To show requirement 1, we can show set containment in both directions.
Suppose $x = (p_1, \dots, p_n) \in X = X_1 \times \cdots \times X_n$. So, $p_i \in X_i$. Then, for each $p_i$ there exists some set $U_i^{p_i}$ open in $X_i$ st $x \in U_i^{p_1}$. So, $x \in U_1^{p_1} \times \cdots \times U_n^{p_n} = B_x$. This holds for any point $x \in X$, so clearly, $X \subseteq \cup_{B \in \mathcal B} B$.
On the other hand, suppose $x = (p_1, \dots, p_n) \in \cup_{B \in \mathcal B} B$. Then there is some $B_x = U_1^{p_1} \times \cdots \times U_n^{p_n} $ such that $p_i \in U_i^{p_i}$ and $U_i^{p_i} \subseteq X_i$. So, certainly, we have $x \in X$. This shows $\cup_{B \in \mathcal B} B \subseteq X$. Thus, the two are equal.

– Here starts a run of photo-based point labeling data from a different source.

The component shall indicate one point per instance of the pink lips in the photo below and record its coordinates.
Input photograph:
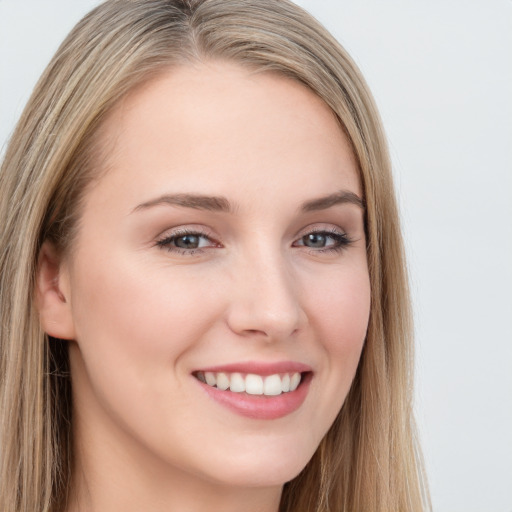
(260, 406)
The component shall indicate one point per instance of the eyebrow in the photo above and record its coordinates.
(196, 201)
(341, 197)
(221, 204)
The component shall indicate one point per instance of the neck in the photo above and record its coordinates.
(115, 474)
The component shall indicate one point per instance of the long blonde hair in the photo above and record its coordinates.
(369, 460)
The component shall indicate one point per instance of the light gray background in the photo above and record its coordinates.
(441, 72)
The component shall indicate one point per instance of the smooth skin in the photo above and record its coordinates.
(151, 292)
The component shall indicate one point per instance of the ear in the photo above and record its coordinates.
(53, 294)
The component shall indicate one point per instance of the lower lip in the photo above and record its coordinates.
(261, 407)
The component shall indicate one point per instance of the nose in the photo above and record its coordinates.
(265, 299)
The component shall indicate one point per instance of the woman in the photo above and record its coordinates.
(204, 302)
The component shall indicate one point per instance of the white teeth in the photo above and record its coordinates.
(286, 383)
(222, 381)
(237, 383)
(294, 381)
(272, 385)
(252, 384)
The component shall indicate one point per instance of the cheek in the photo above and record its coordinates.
(132, 316)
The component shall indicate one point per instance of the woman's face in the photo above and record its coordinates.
(224, 242)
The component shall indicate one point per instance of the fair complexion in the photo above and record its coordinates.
(165, 286)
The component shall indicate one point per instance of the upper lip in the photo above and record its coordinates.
(258, 367)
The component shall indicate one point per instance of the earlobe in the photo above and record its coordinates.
(52, 294)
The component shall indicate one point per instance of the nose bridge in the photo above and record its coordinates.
(266, 300)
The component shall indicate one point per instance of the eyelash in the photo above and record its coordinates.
(341, 241)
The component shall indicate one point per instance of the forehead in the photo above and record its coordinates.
(218, 128)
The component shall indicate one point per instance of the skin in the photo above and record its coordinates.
(142, 317)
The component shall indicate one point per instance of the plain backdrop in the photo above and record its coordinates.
(441, 73)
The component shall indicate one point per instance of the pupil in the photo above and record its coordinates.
(187, 242)
(315, 240)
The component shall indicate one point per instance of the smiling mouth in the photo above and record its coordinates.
(252, 384)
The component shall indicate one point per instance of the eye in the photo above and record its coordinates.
(322, 241)
(186, 242)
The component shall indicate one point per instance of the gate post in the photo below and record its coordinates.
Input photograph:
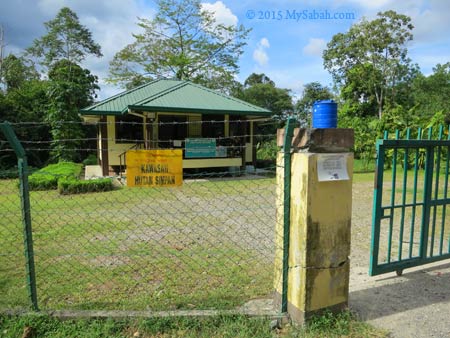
(320, 221)
(6, 129)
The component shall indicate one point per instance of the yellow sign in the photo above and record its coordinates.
(154, 168)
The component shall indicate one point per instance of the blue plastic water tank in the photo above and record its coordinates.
(324, 114)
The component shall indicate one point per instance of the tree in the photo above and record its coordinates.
(312, 92)
(373, 51)
(183, 41)
(66, 39)
(430, 93)
(16, 71)
(260, 90)
(70, 88)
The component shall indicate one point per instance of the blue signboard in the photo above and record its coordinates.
(200, 147)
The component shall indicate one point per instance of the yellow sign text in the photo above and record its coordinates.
(154, 168)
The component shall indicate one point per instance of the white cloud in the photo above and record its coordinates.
(315, 47)
(222, 13)
(264, 43)
(259, 54)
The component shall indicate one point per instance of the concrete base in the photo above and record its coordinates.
(301, 317)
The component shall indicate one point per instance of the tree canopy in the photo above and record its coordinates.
(182, 41)
(371, 58)
(260, 90)
(66, 39)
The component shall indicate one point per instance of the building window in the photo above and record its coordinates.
(129, 129)
(170, 128)
(213, 126)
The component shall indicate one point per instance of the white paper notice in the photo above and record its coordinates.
(332, 167)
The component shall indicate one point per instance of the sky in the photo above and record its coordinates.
(286, 41)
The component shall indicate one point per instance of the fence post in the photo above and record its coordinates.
(319, 223)
(287, 209)
(26, 215)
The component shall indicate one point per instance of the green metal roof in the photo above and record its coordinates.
(173, 96)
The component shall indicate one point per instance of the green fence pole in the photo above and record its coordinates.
(287, 209)
(26, 215)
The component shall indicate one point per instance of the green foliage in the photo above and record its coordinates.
(47, 178)
(15, 71)
(370, 60)
(66, 39)
(70, 88)
(366, 133)
(260, 90)
(25, 103)
(72, 185)
(267, 150)
(182, 41)
(430, 94)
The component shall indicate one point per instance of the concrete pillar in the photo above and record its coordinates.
(320, 221)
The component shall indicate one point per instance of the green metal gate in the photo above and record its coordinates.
(409, 226)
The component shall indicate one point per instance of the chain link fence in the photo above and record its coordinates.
(208, 244)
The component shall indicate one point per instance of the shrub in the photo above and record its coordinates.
(267, 150)
(68, 186)
(90, 160)
(47, 177)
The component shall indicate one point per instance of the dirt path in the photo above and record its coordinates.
(416, 304)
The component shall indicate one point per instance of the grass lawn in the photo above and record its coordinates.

To show requirement 2, suppose we have $B_1, B_2 \in \mathcal B$ and $x \in B_1 \cap B_2$. We can write $x = (p_1, \dots, p_n) $, and express the basis sets as $B_1 = U_1 \times \cdots U_n$, $B_2 = V_1 \times \cdots \times V_n$ where $U_i$'s and $V_i$'s are open sets in $X_i$.
Then, $x \in B_1 \cap B_2$ means that $p_i \in U_i \cap V_i$. Since each $U_i, V_i$ is open, the intersection $W_i = U_i \cap V_i \subseteq X_i$ is itself open in $X_i$. Then, we can write $x \in B_3 = (W_1, \dots, W_n) \subseteq B_1 \cap B_2$.
This shows the second requirement is fulfilled, and so $\mathcal B$ generates a topology (the product topology) on $X$.
My question is whether or not my argument for requirement 2 is valid. I feel like there is something subtle i'm misunderstanding here. Any corrections or suggestions in general would be greatly appreciated!
The proof is ok. Actually, you can simplify the proof of requirement 1 noting that the inclusion $\subseteq$ is obvious as clearly every $B$ is contained an $X$, so the same is true for the union.